Título: Desafio: conter as constantes agressões
Autor: Rodrigues, Gizella; Paranhos, Thaís
Fonte: Correio Braziliense, 02/12/2012, Cidades, p. 24

Mesmo após missão da Unesco, o desrespeito ao tombamento continua. Puxadinhos e grades nos pilotis são os desrespeitos que mais chamam a atenção

No mesmo ano em que Brasília comemora 25 anos como Patrimônio Cultural da Humanidade, uma missão da Organização das Nações Unidas para a Educação, Ciência e a Cultura (Unesco) veio à capital investigar denúncias de descaracterização da cidade que colocaria em risco o Plano Piloto de Lucio Costa. Durante quatro dias, dois arquitetos consultores da instituição percorreram os principais pontos das asas Sul e Norte e viram de perto agressões ao tombamento, como a invasão de área pública no comércio local, o cercamento dos pilotis dos prédios residenciais que impede a livre circulação dos pedestres e a ocupação residencial da margem do Lago Paranoá (veja ilustração).

Ao término da visita, o argentino Luís Maria Calvo e o espanhol Carlos Sambrício fizeram um alerta: Brasília ainda conserva as características que deram a ela o título de Patrimônio Cultural, mas o governo deve prestar atenção às mudanças que ocorrem na cidade. Ao analisar as recomendações feitas pelos consultores, o Comitê do Patrimônio Mundial sugeriu que o espírito e as escalas do projeto original de Lucio Costa sejam assegurados no Plano de Preservação do Conjunto Urbanístico de Brasília (PPCUB), que o governo proíba a construção de edifícios em áreas não edificadas e desenvolva uma estratégia para o transporte público, entre outros pontos.

O governo tem até 1º de fevereiro do ano que vem para apresentar um relatório sobre a situação da cidade e as providências tomadas. Cinco meses depois, no entanto, as mesmas agressões continuam visíveis nas ruas do Plano Piloto. Em outubro, a Agência de Fiscalização (Agefis) derrubou grades em três blocos da 208 Sul, mas a ilegalidade ainda pode ser identificada em outros edifícios da quadra, muitas delas amparadas por liminares da Justiça. No Bloco F, por exemplo, as duas pontas foram fechadas e transformadas em garagens e, no Bloco K, uma grade isola o estacionamento.
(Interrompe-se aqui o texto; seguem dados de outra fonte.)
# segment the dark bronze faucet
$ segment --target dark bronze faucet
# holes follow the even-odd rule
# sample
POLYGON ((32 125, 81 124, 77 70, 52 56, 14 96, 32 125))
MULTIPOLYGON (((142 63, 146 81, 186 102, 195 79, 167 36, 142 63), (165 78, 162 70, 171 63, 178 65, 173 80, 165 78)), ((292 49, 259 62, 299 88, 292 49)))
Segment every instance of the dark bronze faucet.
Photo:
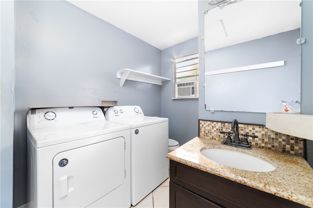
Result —
POLYGON ((235 137, 234 137, 234 142, 236 144, 240 144, 240 138, 239 138, 239 130, 238 130, 238 121, 237 119, 233 120, 233 123, 231 124, 231 130, 230 130, 231 133, 235 133, 235 137))
POLYGON ((221 133, 227 133, 227 137, 225 141, 222 141, 221 144, 231 146, 233 147, 239 147, 240 148, 246 149, 248 150, 251 150, 251 145, 249 144, 247 137, 250 136, 253 138, 258 138, 258 136, 256 135, 248 135, 246 133, 242 133, 241 135, 244 136, 244 140, 243 142, 241 142, 240 138, 239 137, 239 130, 238 128, 238 121, 237 119, 234 119, 233 122, 231 124, 231 130, 230 132, 223 132, 220 131, 221 133), (234 140, 231 139, 230 134, 235 133, 235 136, 234 137, 234 140))

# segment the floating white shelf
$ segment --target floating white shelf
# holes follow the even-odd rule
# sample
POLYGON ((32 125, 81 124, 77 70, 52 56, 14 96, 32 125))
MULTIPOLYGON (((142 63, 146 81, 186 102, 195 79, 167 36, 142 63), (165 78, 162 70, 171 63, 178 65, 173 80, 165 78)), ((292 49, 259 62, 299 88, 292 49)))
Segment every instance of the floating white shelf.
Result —
POLYGON ((163 81, 170 80, 170 79, 144 73, 129 69, 123 69, 116 72, 116 78, 120 78, 120 85, 123 86, 126 79, 146 82, 150 84, 162 85, 163 81))

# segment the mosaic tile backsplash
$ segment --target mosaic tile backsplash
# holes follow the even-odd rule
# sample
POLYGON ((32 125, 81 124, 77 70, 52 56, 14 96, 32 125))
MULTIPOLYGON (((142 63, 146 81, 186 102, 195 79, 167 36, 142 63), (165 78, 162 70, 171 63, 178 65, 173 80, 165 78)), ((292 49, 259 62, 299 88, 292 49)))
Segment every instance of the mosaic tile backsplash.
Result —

Dificuldade A agressão ao tombamento também pode ser percebida na 403 Sul. Um muro com aberturas somente em frente às portarias dificulta a passagem dos pedestres de um lado. Do outro, uma cerca viva atrapalha a circulação. Procurados, os síndicos não quiseram dar entrevista. Segundo a presidente do Conselho Comunitário da Asa Sul, Verônica Silva, os moradores justificam o cercamento dos pilotis pela falta de segurança. "Sabemos que fere o tombamento, aquela ideia do trânsito livre das pessoas e da interação entre elas. Mas é a única forma de nos proteger", lamentou. "O desrespeito vem de cima e as pessoas se sentem no direito de não cumprir a lei."

Outra agressão são os puxadinhos, cuja regularização se arrasta há anos. O último prazo para os comerciantes se adequarem à lei é abril de 2013, mas apenas 1.360 empresários apresentaram projetos para a Administração de Brasília e pouco mais de 60 foram aprovados. Na 106 Sul, os donos de loja no Bloco A já modificaram o puxadinho e construíram todos do mesmo tamanho e da mesma cor, como determina a lei. Só resta uma loja do bloco para a fachada de trás do prédio ficar toda por igual.

Sócia-gerente de uma confeitaria, Andréia Teixeira, explica que precisava fazer uma reforma na cozinha e aproveitou para se adequar logo às novas regras. O projeto ainda está sob análise na Administração de Brasília. "Como tínhamos uma data para cumprir, nós fizemos o documento e mandamos para a administração. Eles vieram aqui, mediram e disseram que a gente podia fazer a obra, mas ainda faltam algumas etapas para o projeto ser aprovado pelo órgão", disse. "A lei é boa, deixa a quadra mais organizada e o comércio mais apresentável", opinou.

Enquanto os comerciantes se mobilizam para regularizar os puxadinhos na Asa Sul, na Asa Norte não está em discussão legalizar os das quadras 700. Em muitos prédios, o número de pavimentos ultrapassa a altura permitida, que é de oito metros. Morador da região, o professor aposentado Antônio Carlos Mendonça, 56 anos, lamenta ver no que se transformou essa área de Brasília. "Além de deixar a paisagem feia, gera muita insegurança em todos nós. As pessoas constróem os puxadinhos sem saber se a estrutura aguenta", apontou. "A cidade virou uma bagunça. Cresci aqui e tenho saudades do tempo em que tínhamos a visão do horizonte", completou.